TRANSFORME recently completed training sessions for female micro-entrepreneurs, training 23,531 women in five cities to strengthen their personal initiative and entrepreneurship skills to develop businesses. The project took measures to ensure that entrepreneurs with reduced mobility could participate in the training sessions. Community organizations, such as local churches, approached the project to also include women who live with hearing disabilities, but who were eligible and highly motivated in joining the training program. The project promptly took action to ensure that these motivated women could also be included. Given their specific needs, sign-language translators had to be trained first to facilitate the training session together with the project’s coaches.
The training sessions were a strong success through motivated participation alongside a supportive learning environment. A total of 75 women with hearing disabilities completed their training sessions in two provinces. The sessions were recently visited by Albert Zeufack, the World Bank’s Division Director for Angola, Burundi, DRC and Sao Tome and Principe. Albert highlighted the need to focus on women with disabilities in all provinces involved in the project and to make sure that they are represented in greater numbers.
Conversation between Division Director, Albert Zeufack, and project trainers.

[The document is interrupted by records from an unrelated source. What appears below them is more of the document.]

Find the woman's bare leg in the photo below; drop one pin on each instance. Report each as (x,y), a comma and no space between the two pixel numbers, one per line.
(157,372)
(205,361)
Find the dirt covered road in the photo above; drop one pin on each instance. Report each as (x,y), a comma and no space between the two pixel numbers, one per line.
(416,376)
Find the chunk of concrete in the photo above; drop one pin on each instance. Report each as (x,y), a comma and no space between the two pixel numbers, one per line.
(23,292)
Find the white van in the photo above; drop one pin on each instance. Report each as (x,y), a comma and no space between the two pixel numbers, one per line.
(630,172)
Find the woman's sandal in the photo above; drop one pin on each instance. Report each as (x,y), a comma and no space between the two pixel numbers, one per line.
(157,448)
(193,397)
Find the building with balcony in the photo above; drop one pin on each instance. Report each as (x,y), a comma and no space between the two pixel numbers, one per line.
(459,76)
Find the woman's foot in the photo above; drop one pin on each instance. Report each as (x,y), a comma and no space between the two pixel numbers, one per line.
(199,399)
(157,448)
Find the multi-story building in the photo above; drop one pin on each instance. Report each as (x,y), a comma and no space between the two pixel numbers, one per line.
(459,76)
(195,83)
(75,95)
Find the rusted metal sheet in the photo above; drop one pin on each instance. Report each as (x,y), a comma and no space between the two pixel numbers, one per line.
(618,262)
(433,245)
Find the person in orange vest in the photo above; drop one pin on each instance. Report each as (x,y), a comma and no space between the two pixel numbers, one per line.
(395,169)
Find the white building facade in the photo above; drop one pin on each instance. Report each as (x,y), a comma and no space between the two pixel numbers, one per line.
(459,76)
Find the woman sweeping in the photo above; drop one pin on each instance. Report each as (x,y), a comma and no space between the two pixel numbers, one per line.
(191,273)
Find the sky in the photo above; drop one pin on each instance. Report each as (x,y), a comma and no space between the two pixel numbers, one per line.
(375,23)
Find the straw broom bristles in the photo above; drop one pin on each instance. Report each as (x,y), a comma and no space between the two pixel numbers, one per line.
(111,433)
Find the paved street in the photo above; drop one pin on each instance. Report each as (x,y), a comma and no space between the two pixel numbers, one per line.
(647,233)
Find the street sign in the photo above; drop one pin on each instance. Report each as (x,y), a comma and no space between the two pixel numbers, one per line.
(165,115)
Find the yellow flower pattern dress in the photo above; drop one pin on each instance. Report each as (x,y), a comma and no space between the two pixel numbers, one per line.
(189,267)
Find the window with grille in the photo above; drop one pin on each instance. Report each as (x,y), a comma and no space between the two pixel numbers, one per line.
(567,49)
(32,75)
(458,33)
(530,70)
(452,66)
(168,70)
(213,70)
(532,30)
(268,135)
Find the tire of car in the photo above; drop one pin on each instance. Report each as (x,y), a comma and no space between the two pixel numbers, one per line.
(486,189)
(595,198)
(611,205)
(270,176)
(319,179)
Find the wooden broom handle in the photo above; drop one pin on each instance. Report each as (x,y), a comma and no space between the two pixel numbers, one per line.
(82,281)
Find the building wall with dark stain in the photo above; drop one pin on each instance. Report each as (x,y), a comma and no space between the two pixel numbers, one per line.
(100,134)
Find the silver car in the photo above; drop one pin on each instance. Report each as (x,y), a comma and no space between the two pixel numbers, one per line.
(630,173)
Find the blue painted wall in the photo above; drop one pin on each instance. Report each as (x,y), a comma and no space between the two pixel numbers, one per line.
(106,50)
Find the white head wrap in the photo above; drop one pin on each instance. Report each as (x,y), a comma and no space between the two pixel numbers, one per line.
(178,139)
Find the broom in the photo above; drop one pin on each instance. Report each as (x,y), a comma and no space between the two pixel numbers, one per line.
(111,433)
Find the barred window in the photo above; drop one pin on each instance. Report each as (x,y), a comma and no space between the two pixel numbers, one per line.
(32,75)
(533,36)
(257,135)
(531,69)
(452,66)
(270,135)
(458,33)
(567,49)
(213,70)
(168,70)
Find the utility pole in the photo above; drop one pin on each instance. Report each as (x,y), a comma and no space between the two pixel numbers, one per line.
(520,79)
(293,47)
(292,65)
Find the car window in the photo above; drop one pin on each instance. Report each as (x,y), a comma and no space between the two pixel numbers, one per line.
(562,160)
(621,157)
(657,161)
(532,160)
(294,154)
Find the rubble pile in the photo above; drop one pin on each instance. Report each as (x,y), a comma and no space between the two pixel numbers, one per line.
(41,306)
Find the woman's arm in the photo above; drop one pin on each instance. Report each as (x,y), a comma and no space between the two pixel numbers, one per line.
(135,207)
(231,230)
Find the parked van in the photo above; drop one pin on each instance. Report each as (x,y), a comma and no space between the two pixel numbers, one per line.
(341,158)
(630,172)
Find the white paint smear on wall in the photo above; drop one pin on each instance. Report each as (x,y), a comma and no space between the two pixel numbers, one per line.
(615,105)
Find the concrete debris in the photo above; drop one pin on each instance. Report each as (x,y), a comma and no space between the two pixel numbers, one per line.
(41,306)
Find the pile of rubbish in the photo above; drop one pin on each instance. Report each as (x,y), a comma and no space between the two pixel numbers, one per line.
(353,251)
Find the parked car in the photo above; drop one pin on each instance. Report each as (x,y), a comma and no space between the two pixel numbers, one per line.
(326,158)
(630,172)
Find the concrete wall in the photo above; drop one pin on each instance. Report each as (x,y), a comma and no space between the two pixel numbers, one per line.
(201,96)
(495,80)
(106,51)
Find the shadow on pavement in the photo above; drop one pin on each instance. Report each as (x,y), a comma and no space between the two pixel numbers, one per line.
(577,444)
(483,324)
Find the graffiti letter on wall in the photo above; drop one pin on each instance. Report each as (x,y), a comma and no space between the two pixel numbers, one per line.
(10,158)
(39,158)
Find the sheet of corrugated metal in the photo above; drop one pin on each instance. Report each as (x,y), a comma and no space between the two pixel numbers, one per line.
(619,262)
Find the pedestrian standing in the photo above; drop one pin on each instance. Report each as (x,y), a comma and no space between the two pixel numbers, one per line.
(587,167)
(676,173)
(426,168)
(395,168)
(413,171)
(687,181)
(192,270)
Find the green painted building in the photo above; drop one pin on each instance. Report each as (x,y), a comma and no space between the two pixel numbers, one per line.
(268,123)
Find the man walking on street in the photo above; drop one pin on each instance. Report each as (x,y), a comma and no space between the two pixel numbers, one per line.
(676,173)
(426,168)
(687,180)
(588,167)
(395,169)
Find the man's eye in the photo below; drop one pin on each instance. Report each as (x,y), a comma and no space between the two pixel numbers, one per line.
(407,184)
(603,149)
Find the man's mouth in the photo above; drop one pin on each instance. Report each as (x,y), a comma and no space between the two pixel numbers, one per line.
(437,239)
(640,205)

Photo: TRANSFORME Project Implementation Unit
The support for these inspiring women will continue. The next step for these up-and-coming women micro-entrepreneurs will be to receive grants to support them in launching or strengthening entrepreneurial activities, which will allow them to hire and give economic opportunities to other members of society.
“The World Bank through the TRANSFORME Project has given us the opportunity to participate at this training, and I ask you to continue to consider this type of project so that more people can benefit. Many women with hearing loss were unable to participate in this training, but they would like to take part in the future,” said a woman with hearing impairments who benefited from the training, speaking in sign language.
The TRANSFORME Project provides holistic support to entrepreneurs and enterprises across multiple target cities in the DRC through training sessions and economic grants to women micro-entrepreneurs, new enterprises, and established SMEs, with the aim of supporting these private businesses to increase their revenues, strengthen their climate resilience, and create decent jobs for others. It is also working for these groups to have improved access to finance by facilitating credit and by launching new financial services, while also strengthening the overall business ecosystem through innovative SME Hubs, structural reforms, and overall capacity building. The overall objective is to support individual entrepreneurs and enterprises, while also creating an enabling business environment that will support them and others to continue growing sustainably over the long term.
The TRANSFORME Project is based on the previous successful iteration of the PADMPME Project, closed in June 2024, which proved that this holistic approach works in the DRC. PADMPME assisted thousands of entrepreneurs and enterprises and the business ecosystem across four cities, establishing 6,012 new firms and creating 14,926 new full-time jobs, significantly higher than its targets. TRANSFORME is scaling up this effective approach and implementing the lessons learned from the previous project, including a stronger focus on access to finance and climate risks.
By Zouhour Karray, Senior Private Sector Specialist, World Bank and Jan Van Zoelen Cortes, Consultant, World Bank.